Wednesday, February 20, 2019

Pendatang Baru Daftar-Buku-Favorit: Rainbirds

Pagi itu saya agak uring-uringan.

Seharusnya saya menumpang pesawat menuju Surabaya yang berangkat pukul 09.35, tetapi sekitar pukul 09.00 terdengar pemberitahuan melalui pelantang di ruang tunggu:
Sedang ada perbaikan landasan pacu di Bandara Juanda, Surabaya, yang menyebabkan operasional bandara ditutup selama empat jam.

Artinya, saya paling cepat bisa sampai di Surabaya pukul 13.00 dan saya jadi punya waktu sekitar tiga jam sembari menunggu penerbangan.

Sialnya, saya alpa membawa bahan bacaan.

Saya memutuskan untuk mampir ke Periplus yang ada di ruang tunggu. Beberapa buku sempat menarik perhatian saya.

The Courage To Be Disliked. Saya sempat menikmati drama televisinya yang tayang di Jepang, berjudul sama: Kirawareru Yuuki. Tangan saya hanya membolak-balik buku itu, lalu saya letakkan kembali ke rak karena saya ingin membaca versi bahasa asalnya saja.

The Subtle Art Of Not Giving A F*ck. Buku yang sering mondar-mandir dalam penglihatan saya—karena ia bestseller dan warna sampulnya luar biasa mencolok—ini pun akhirnya saya letakkan kembali di tempatnya karena sejatinya saya adalah orang yang mahacuek sejak lahir.

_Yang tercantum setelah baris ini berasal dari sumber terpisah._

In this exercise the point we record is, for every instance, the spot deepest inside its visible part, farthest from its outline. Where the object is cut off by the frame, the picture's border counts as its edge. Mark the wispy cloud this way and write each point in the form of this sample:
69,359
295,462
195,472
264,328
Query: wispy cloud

HAHAHA.

Rainbirds. Nama penulisnya tidak asing bagi saya. Ada label 30% tertempel di luarnya. Dua hal itulah yang melatarbelakangi keputusan saya untuk membeli buku ini (meskipun pada akhirnya saya harus membayar penuh karena periode potongan harga itu sudah berakhir sehari sebelumnya).

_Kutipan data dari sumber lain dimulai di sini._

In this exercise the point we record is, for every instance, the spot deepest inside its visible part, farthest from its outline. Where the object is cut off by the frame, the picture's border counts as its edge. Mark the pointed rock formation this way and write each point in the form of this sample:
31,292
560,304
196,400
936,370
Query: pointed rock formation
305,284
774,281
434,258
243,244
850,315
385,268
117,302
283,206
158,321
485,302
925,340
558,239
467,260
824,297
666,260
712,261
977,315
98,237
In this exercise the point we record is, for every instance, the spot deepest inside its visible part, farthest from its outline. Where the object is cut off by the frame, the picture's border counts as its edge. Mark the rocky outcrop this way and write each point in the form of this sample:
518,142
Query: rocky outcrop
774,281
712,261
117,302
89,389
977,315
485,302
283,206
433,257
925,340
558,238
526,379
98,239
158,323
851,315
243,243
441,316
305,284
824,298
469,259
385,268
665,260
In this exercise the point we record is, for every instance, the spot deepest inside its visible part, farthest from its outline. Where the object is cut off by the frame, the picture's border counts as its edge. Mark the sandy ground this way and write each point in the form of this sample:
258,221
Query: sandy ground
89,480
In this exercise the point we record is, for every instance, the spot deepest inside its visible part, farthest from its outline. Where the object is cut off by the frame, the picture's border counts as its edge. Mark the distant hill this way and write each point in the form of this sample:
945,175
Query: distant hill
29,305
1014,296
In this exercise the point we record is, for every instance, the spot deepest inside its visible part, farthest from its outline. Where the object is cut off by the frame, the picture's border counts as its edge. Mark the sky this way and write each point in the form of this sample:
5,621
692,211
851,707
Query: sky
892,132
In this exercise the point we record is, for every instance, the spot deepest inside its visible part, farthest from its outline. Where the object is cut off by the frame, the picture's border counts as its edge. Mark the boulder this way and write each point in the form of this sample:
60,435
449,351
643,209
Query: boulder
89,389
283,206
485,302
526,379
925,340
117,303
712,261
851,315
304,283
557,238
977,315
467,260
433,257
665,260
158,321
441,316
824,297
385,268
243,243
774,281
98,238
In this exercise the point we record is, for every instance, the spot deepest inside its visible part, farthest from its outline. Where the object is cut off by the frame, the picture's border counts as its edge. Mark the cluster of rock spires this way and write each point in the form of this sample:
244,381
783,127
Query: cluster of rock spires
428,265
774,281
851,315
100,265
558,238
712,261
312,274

Bagi saya, Rainbirds adalah novel yang mudah dibaca, sederhana, dan menghanyutkan. Alurnya tenang sekali, tidak grasa-grusu, dan memberikan penggambaran dengan porsi yang pas untuk setiap adegan yang muncul. Dialognya juga proporsional dan sesuai dengan sikon saat kejadian, bukan tipe dialog-pendek-absurd-sok-puitis-dan-filosofis.

Di atas semuanya, yang memenangkan hati saya adalah: detailnya.

Clarissa Goenawan mengambil latar belakang Jepang untuk novel ini, dan ia menggunakan nama-nama orang Jepang, latar tempat di beberapa kota di Jepang, iklim Jepang, dan istilah-istilah Jepang (seperti zori dan osechi). Ya, ini juga yang dilakukan banyak penulis ketika menulis cerita berlatar Jepang, tapi banyak yang hanya berhenti pada hal-hal itu.

Namun, tidak demikian dengan Clarissa. Ia tidak alpa mengisahkan detail-detail yang justru menghidupkan nuansa Jepang dalam ceritanya.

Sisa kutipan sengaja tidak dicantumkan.